HYouTube: Video Harmonization Dataset

Xinyuan Lu, Shengyuan Huang, Li Niu, Wenyan Cong, Liqing Zhang
Shanghai Jiao Tong University

Abstract

Video composition aims to generate a composite video by combining the foreground of one video with the background of another video, but the inserted foreground may be incompatible with the background in terms of color and illumination. Video harmonization aims to adjust the foreground of a composite video to make it compatible with the background. So far, video harmonization has only received limited attention and there is no public dataset for video harmonization. In this work, we construct a new video harmonization dataset HYouTube by adjusting the foreground of real videos to create synthetic composite videos. Considering the domain gap between real composite videos and synthetic composite videos, we additionally create 100 real composite videos via copy-and-paste. Datasets are available at https://github.com/bcmi/Video-Harmonization-Dataset-HYouTube.

1 Introduction

Image or video composition is a common operation to create visual content.
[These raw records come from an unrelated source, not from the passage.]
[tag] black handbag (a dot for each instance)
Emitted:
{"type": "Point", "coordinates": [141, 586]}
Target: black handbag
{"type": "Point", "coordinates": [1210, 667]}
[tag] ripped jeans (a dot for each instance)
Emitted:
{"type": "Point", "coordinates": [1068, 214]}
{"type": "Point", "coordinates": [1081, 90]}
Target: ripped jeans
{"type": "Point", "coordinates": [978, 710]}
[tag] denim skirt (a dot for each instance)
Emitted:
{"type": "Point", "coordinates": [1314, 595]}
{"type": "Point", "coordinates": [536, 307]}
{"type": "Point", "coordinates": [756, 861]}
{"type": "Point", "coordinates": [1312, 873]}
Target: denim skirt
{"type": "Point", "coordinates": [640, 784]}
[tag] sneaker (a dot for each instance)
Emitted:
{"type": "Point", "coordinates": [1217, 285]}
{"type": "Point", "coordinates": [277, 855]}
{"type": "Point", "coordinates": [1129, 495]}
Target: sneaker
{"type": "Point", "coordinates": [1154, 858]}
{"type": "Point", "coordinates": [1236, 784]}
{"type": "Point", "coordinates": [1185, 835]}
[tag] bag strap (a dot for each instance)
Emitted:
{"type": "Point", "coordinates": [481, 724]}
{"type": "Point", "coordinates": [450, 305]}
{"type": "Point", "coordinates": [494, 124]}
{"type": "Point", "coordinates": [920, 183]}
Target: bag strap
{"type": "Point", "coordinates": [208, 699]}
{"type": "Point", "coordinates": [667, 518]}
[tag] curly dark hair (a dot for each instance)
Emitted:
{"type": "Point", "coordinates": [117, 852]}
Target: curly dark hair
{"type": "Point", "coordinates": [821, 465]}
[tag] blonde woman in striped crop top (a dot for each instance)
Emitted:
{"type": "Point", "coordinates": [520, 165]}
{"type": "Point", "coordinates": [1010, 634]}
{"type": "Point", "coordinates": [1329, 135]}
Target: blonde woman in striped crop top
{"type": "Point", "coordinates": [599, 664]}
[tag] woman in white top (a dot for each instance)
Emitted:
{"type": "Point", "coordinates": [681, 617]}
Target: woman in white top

Given two different videos, video composition aims to generate a composite video by combining the foreground of one video with the background of another video. However, composite videos are usually not realistic enough due to the appearance (e.g., illumination, color) incompatibility between foreground and background, which is caused by distinctive capture conditions (e.g., season, weather, time of the day) of foreground and background [4, 3]. To address this issue, video harmonization [7] has been proposed to adjust the foreground appearance to make it compatible with the background, resulting in a more realistic composite video.

Refer to caption — Figure 1: Illustration of video harmonization task (blue arrows) and dataset construction process (red arrows).

As a closely related task, image harmonization has attracted growing research interest. Traditional image harmonization methods [2, 9, 15, 18] attempted to learn the hand-crafted appearance transform between foreground and background, but they neglected the high-level appearance gap between foreground and background. Recently, several deep learning based image harmonization methods [4, 5, 6, 3, 13, 10] have been proposed. They changed the foreground style to be harmonious with the background using deep learning techniques.

Although deep image harmonization methods have achieved remarkable success, directly applying them to video harmonization by harmonizing each frame separately will cause flickering artifacts [7], which largely downgrades the harmonization quality. Thus, it is imperative to design deep video harmonization method by taking temporal consistency into consideration. To the best of our knowledge, the only deep video harmonization method is [7], which proposed an end-to-end network to harmonize the composite frames while considering the temporal consistency between adjacent frames.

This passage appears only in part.